The Norwegian Academy of Science and Letters awarded the Abel Prize for 2019 to Uhlenbeck “for her pioneering achievements in geometric partial differential equations, gauge theory and integrable systems, and for the fundamental impact of her work on analysis, geometry and mathematical physics.”
She doesn’t expect most folks to understand what she’s been doing for the past 50 years, but her research is used in the development of computers and artificial intelligence. She’s a bit worried about the latter, but the applications of her work don’t drive her. She’s still most engaged by the sheer mathematics involved.
‘Her influence has been great’
Nils A Baas, a math professor at the Norwegian University of Science and Technology (NTNU) in Trondheim, noted in newspaper Dagens Næringsliv (DN) over the weekend that Uhlenbeck is the first woman to win the Abel Prize, and Norwegian media has made a point of that as well. Baas added, though, that Uhlenbeck didn’t win the prize because she’s a woman, “but because she has, in an impressive manner, contributed to mathematics both in bredth and in depth.” He called her work “central in the modern development of geometry, analysis and mathematical physics, where her influence has been great.”
Uhlenbeck has also won the US’ National Medal of Science. She worked at the University of Texas in Austin from 1988 until retiring just five years ago. Uhlenbeck is now “Visiting Senior Research Scholar” at Princeton University and a Visiting Associate at the Institute for Advanced Study (IAS).
She did break barriers in the male-dominated math world as a leading figure for a generation of female mathematicians who eventually won posts at peading universities.

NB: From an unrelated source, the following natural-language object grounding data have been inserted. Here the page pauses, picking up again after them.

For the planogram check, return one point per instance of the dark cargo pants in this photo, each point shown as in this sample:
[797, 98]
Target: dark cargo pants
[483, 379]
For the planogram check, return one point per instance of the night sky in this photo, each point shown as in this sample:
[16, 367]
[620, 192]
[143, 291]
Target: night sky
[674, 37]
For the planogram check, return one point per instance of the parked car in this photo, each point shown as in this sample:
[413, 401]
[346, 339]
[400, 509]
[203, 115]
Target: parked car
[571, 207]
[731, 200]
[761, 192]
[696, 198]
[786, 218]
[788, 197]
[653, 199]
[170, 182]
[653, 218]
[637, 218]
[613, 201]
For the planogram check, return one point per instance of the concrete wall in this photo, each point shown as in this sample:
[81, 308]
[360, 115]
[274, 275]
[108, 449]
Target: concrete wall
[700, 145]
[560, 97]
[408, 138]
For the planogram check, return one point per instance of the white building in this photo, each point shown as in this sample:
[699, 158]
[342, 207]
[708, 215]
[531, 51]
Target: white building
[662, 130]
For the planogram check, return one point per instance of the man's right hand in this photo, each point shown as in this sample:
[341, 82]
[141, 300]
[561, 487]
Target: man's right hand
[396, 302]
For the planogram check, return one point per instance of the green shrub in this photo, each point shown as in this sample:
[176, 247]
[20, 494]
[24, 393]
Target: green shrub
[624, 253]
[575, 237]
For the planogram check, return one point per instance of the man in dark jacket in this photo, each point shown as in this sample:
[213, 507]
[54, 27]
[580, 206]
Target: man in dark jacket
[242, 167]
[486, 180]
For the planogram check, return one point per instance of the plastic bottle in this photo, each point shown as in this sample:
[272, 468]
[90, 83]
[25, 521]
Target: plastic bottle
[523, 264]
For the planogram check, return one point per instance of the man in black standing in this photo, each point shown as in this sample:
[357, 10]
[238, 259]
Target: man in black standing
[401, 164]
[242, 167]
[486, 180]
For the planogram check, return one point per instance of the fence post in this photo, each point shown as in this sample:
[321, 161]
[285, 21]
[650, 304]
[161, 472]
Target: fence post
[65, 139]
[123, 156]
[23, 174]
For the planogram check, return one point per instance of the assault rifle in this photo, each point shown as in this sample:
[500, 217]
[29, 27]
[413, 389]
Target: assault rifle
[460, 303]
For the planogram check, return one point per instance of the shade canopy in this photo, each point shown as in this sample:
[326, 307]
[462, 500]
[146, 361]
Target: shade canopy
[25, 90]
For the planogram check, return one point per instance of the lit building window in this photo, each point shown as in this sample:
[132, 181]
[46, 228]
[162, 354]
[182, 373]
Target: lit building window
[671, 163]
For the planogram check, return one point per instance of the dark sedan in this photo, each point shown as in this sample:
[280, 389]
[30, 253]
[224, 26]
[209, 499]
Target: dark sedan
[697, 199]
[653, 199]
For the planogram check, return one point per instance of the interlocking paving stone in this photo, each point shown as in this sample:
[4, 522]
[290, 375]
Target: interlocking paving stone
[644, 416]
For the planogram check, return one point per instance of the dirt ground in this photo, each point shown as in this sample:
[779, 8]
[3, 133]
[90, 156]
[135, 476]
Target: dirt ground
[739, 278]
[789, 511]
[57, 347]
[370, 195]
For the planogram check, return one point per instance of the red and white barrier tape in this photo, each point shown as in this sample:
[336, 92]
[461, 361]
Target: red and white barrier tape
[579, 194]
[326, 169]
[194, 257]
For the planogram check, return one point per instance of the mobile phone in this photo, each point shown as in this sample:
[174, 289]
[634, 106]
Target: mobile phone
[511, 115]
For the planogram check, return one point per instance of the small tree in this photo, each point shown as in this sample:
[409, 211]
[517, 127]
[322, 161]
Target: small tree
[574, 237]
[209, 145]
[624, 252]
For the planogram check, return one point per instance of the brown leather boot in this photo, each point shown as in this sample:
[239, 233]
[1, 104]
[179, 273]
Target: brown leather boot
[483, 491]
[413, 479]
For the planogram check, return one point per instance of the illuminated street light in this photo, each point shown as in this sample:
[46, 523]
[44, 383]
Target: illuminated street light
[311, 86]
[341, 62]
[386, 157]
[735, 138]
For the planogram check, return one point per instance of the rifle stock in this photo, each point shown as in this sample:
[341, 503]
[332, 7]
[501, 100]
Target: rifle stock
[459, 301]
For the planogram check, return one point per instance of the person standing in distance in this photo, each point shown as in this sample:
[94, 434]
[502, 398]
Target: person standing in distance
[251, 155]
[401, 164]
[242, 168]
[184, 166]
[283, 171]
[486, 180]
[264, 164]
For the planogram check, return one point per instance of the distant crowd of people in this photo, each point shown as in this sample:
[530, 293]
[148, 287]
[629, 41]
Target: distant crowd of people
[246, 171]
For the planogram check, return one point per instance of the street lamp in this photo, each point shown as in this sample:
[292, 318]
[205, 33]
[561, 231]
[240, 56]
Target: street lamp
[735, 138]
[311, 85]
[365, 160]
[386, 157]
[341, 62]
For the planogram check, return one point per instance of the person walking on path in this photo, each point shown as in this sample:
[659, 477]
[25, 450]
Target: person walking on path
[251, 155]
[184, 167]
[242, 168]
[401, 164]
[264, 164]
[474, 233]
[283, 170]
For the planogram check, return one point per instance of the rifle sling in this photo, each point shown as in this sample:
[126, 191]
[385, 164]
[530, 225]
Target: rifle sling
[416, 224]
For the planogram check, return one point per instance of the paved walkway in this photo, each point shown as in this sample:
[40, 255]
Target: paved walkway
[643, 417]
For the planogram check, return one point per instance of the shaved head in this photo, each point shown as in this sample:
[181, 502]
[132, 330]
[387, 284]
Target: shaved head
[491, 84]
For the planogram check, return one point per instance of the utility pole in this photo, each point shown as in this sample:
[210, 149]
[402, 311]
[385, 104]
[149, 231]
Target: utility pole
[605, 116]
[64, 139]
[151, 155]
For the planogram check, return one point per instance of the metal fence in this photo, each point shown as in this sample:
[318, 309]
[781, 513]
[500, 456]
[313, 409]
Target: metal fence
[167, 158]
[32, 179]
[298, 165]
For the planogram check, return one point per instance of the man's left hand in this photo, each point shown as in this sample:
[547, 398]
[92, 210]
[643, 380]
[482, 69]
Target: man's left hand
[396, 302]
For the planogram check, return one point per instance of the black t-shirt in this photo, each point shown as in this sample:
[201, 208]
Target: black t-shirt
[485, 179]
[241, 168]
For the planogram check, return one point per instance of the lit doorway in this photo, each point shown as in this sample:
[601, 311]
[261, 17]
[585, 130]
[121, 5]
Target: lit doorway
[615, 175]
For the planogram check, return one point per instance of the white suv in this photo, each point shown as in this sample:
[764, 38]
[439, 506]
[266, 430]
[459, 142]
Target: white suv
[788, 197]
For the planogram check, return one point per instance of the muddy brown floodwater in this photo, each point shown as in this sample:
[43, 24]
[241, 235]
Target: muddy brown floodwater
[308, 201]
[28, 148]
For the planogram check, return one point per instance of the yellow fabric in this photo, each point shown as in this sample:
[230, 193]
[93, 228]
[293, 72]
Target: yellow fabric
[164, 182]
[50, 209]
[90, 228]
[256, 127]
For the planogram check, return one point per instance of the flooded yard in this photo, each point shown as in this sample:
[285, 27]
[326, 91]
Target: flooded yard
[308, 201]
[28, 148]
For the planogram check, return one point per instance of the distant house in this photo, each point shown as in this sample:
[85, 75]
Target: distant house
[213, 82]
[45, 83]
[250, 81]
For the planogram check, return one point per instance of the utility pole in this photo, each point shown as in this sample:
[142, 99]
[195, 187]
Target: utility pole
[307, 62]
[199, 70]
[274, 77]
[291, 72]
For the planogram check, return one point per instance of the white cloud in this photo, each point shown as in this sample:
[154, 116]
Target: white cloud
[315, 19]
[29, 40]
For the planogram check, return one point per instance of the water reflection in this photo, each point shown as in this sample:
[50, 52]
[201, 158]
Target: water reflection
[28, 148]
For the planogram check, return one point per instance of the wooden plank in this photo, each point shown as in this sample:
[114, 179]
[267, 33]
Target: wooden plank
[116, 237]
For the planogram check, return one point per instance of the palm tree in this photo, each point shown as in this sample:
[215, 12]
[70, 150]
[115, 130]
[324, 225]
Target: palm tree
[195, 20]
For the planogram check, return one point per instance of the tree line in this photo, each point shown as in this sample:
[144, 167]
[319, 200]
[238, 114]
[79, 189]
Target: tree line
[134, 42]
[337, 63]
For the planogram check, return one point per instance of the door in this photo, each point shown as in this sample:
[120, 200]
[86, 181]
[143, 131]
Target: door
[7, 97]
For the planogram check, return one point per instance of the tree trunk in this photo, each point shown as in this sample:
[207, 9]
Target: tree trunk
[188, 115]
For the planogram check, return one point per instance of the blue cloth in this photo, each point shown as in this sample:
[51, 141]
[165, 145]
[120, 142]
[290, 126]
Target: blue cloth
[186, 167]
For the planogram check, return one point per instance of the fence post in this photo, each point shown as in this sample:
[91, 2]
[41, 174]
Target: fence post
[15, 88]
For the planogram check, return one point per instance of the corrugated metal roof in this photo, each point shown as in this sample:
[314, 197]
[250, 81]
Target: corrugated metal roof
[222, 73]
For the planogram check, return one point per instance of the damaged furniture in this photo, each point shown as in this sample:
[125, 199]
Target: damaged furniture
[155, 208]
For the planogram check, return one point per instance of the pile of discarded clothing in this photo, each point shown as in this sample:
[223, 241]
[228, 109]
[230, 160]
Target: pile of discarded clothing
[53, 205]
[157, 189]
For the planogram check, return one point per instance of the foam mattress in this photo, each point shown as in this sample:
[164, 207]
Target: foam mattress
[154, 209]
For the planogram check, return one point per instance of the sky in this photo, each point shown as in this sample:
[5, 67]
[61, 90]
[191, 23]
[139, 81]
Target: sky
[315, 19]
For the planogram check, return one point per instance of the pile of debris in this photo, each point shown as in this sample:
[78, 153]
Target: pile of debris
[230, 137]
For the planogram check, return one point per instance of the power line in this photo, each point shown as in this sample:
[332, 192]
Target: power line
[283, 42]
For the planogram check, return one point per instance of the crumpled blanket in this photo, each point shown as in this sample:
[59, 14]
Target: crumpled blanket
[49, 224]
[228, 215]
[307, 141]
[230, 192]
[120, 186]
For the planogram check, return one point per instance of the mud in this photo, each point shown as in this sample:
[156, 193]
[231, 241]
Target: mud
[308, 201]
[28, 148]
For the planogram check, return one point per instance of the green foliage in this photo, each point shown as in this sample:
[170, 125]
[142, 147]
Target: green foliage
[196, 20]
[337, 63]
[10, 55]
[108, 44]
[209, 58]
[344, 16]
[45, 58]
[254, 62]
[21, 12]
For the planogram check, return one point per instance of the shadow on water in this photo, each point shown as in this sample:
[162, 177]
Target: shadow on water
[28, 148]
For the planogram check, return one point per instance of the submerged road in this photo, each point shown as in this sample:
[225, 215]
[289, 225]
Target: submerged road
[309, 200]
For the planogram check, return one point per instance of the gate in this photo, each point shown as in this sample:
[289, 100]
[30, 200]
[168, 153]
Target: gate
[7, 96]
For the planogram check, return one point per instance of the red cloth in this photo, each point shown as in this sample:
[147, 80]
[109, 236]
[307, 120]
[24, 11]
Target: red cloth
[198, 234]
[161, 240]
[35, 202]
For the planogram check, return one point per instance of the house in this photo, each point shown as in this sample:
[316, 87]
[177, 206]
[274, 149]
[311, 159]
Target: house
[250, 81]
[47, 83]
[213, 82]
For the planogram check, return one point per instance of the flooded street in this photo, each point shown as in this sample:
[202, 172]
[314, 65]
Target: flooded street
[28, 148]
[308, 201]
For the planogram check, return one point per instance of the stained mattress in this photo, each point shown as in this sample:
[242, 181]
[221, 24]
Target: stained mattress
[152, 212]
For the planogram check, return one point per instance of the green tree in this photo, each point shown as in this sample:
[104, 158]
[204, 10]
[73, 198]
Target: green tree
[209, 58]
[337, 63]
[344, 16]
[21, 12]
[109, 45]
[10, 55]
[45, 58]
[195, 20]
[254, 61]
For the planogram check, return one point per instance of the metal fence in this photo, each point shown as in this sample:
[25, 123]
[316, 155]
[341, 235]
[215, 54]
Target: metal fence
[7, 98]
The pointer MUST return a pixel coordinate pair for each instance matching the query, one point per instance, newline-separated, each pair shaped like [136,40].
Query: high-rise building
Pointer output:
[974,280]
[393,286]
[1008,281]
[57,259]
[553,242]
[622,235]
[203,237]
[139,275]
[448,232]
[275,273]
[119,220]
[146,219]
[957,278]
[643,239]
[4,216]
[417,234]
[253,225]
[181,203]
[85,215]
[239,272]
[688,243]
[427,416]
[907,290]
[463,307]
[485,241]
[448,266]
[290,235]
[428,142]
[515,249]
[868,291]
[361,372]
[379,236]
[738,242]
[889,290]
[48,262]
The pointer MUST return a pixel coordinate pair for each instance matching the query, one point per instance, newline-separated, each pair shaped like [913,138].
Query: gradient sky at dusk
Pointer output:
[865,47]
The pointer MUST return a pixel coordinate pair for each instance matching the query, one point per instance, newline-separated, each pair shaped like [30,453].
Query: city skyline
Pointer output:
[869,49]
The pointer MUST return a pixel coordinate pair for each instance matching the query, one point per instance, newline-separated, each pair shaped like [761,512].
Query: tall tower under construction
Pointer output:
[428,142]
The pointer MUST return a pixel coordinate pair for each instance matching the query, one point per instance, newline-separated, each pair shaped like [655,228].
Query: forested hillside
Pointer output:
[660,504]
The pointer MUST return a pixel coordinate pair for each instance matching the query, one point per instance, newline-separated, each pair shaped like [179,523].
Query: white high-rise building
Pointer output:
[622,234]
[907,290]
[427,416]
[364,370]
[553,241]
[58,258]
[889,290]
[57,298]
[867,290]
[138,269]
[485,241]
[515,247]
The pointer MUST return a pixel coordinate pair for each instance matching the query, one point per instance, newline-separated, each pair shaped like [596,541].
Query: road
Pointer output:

She’s co-founder of the Park City Mathematics Institute at IAS and its Women and Mathematics program, created in 1993 to recruit and empower women to lead in mathematcs research at all stages of their mathematics careers. She’s said she never felt like “one of the boys” and her childhood idol was the US Public Broadcasting System’s “French Chef,” Julia Child: “She was tall and outgoing. It wasn’t her cooking but her personality, that she was smart, funny and not perfect.”
NOK 6 million cash award
Her new prize, named after Norwegian mathematician Niels Henrik Abel, carries a cash award of NOK 6 million (USD 689,000) from the Norwegian government and has been awarded annually since 2003. It was created not only to honour Abel on the 200th anniversary of his birth in 2002, but also to honour and encourage mathematicians and contribute towards raising the status of mathematics in society.
In addition to the prize ceremony Tuesday afternoon at the University Aula decorated with murals by Edvard Munch, the winner also has an audience at the Royal Palace in Oslo with King Harald V, who regularly attends the Abel Prize ceremony and formally awards the prize. That was to be followed by a reception at Norway’s National Theater and a banquet at Oslo’s historic Akershus Fortress and Castle. Uhlenbeck will also hold her Abel Prize lecture at the University of Oslo on Wednesday.